- Ray menyebut gelombang protes yang terjadi sejak 25 hingga 30 Agustus itu tak hanya menunjukkan lemahnya komunikasi antara pemerintah dan masyarakat.
- Krisis politik yang memuncak lewat kerusuhan di DPR juga dipicu oleh melemahnya fungsi oposisi.
- Ia menilai hal tersebut sebagai indikator serius kegagalan dalam mengelola demokrasi.
Suara.com - Direktur Lingkar Madani Indonesia (LIMA), Ray Rangkuti, menilai serbuan massa ke Gedung DPR berujung ricuh pada akhir Agustus 2025 menjadi simbol gagalnya pengelolaan politik di era pemerintahan Presiden Prabowo Subianto.
Ia menyebut peristiwa tersebut tak pernah terjadi sebelumnya dalam sejarah politik Indonesia modern.
“Kali pertama juga dalam sejarah republik kita, Rumah DPR itu didatangi oleh masyarakat. Peristiwa tanggal 27, 28 sampai 30 Agustus. Nah itu juga menurut saya menandakan kegagalan politik,” kata Ray dalam sebuah diskusi publik bertajuk '1 Tahun Pemerintahan Prabowo-Gibran: Indonesia Emas atau Cemas?' di Jakarta, Minggu (19/10/2025).

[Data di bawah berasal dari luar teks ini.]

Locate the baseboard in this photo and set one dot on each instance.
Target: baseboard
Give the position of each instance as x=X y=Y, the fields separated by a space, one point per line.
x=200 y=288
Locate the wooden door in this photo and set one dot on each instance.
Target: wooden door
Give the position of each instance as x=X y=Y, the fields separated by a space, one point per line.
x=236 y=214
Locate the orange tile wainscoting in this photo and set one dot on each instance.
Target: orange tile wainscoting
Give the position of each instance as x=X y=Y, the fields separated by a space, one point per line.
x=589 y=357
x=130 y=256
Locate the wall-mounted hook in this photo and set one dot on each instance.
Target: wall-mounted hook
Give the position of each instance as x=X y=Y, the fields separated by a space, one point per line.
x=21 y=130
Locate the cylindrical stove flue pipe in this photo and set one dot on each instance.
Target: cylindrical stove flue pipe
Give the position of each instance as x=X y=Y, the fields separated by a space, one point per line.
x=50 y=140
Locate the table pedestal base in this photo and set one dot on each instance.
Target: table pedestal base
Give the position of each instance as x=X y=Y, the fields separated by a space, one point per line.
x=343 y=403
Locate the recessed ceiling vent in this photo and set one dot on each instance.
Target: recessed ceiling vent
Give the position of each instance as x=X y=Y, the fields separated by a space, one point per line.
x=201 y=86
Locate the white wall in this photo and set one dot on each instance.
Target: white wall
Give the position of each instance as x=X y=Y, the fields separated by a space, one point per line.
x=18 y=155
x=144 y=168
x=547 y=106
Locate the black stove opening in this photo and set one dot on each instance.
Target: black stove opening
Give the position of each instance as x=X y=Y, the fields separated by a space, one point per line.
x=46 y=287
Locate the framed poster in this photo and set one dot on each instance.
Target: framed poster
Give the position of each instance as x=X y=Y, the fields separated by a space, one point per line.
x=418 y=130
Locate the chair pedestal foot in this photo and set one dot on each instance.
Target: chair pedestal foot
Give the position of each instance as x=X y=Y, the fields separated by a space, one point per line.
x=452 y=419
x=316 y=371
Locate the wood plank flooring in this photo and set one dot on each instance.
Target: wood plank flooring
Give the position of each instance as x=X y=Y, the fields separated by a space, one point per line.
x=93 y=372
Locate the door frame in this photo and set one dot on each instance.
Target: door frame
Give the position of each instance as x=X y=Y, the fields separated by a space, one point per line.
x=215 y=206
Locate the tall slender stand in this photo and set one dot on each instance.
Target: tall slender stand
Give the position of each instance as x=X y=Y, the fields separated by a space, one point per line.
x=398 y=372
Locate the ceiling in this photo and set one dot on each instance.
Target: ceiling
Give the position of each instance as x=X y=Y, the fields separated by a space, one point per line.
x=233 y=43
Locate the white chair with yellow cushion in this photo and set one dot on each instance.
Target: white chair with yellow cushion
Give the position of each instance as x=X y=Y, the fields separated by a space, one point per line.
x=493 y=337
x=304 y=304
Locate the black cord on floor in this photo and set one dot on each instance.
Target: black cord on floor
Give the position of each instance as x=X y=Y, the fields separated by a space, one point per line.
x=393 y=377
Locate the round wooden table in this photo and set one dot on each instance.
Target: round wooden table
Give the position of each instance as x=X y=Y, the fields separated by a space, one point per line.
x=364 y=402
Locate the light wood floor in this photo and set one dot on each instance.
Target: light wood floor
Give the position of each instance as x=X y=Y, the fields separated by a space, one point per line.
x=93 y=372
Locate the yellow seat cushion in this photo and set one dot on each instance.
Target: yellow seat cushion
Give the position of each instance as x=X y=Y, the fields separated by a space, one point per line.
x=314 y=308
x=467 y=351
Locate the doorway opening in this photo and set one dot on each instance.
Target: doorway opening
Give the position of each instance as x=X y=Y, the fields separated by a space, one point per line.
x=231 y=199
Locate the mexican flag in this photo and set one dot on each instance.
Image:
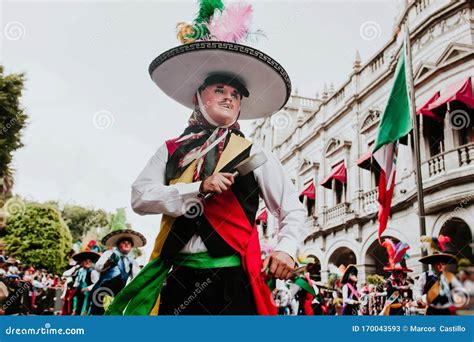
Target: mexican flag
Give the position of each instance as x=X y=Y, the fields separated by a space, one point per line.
x=395 y=123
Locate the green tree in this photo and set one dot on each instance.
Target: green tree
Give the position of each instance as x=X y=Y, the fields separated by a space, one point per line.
x=80 y=220
x=39 y=237
x=12 y=121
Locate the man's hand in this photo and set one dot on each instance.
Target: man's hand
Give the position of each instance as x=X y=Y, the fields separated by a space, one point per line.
x=217 y=183
x=280 y=264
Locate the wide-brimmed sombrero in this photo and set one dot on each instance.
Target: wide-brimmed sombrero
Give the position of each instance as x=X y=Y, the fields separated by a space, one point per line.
x=397 y=253
x=437 y=248
x=113 y=238
x=209 y=52
x=351 y=269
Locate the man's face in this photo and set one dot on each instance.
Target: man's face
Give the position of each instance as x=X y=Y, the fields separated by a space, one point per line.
x=125 y=246
x=439 y=267
x=222 y=103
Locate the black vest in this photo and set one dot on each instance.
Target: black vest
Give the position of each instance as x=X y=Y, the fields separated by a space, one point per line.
x=244 y=188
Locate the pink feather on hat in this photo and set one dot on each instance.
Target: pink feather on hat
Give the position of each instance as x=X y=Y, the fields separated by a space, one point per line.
x=232 y=24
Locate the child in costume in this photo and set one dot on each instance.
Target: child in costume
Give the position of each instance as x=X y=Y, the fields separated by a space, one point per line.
x=85 y=279
x=116 y=266
x=208 y=250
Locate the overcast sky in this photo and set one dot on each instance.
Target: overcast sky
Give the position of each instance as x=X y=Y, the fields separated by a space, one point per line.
x=95 y=117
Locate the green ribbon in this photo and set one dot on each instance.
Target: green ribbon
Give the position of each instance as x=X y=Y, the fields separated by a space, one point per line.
x=139 y=297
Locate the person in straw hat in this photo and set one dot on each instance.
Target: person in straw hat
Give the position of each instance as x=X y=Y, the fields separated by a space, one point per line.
x=397 y=288
x=350 y=294
x=434 y=288
x=208 y=248
x=116 y=266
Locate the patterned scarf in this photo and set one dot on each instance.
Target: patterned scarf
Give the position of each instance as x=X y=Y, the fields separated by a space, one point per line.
x=200 y=141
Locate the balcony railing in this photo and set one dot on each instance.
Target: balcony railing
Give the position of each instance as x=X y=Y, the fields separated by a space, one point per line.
x=449 y=161
x=436 y=165
x=336 y=213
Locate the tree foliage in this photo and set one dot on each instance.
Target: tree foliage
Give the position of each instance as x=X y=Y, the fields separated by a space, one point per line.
x=39 y=237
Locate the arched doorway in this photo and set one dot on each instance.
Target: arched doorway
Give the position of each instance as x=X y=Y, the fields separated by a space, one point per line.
x=376 y=257
x=461 y=238
x=312 y=263
x=342 y=256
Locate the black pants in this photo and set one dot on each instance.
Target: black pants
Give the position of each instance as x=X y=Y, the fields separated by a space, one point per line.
x=216 y=291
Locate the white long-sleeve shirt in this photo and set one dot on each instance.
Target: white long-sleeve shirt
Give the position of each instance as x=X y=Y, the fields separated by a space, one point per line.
x=150 y=195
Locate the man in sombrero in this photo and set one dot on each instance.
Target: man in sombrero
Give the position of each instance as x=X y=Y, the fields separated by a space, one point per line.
x=434 y=288
x=350 y=294
x=116 y=266
x=208 y=250
x=85 y=279
x=397 y=288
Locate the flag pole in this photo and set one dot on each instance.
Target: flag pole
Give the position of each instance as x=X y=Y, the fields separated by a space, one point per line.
x=416 y=138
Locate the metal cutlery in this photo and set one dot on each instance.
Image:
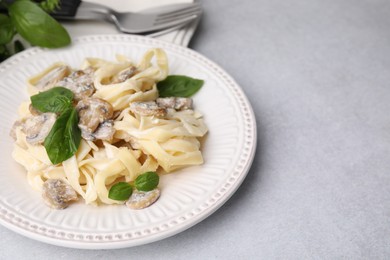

Ray menjelaskan, serangan massa ke kompleks parlemen dan persekusi hingga penjarahan terhadap sejumlah anggota dewan menunjukkan kemarahan publik yang tak lagi tersalurkan melalui jalur politik normal.
Ia menilai kejadian tersebut merupakan puncak dari akumulasi kekecewaan terhadap elite politik yang gagal membaca aspirasi rakyat.
“Anggota DPR-nya pun kemudian dipersekusi melalui media sosial, didatangi rumahnya, di beberapa tempat gedung DPR-nya dibakar dan seterusnya,” ujarnya.
Menurut Ray, gelombang protes yang terjadi sejak 25 hingga 30 Agustus itu tak hanya menunjukkan lemahnya komunikasi antara pemerintah dan masyarakat, tetapi juga mencerminkan kerapuhan institusi politik dalam merespons kritik publik.
Ia menilai hal tersebut sebagai indikator serius kegagalan dalam mengelola demokrasi.
“Protes publik terhadap DPR dan DPRD di beberapa tempat menunjukkan kepada kita ada semacam kegagalan mengelola politik yang terjadi dalam satu tahun terakhir kepemimpinan Pak Prabowo,” kata Ray.
Baca Juga: Bakal Gelar Ratas di Kertanagara, Prabowo Panggil Mendikti Lagi Bahas Hal Ini
Ia menilai krisis politik yang memuncak lewat kerusuhan di DPR juga dipicu oleh melemahnya fungsi oposisi.
Menurutnya, ketika semua kekuatan politik berada di lingkar kekuasaan, masyarakat kehilangan saluran aspirasi yang seharusnya bisa menjadi penyeimbang pemerintah.
Ray menilai kondisi tersebut mengingatkan pada era pemerintahan yang terlalu sentralistik dan tertutup terhadap kritik.
“Ketika ruang oposisi melemah, rakyat tidak punya pilihan lain selain mengekspresikan kekecewaannya secara langsung di jalanan,” kata dia.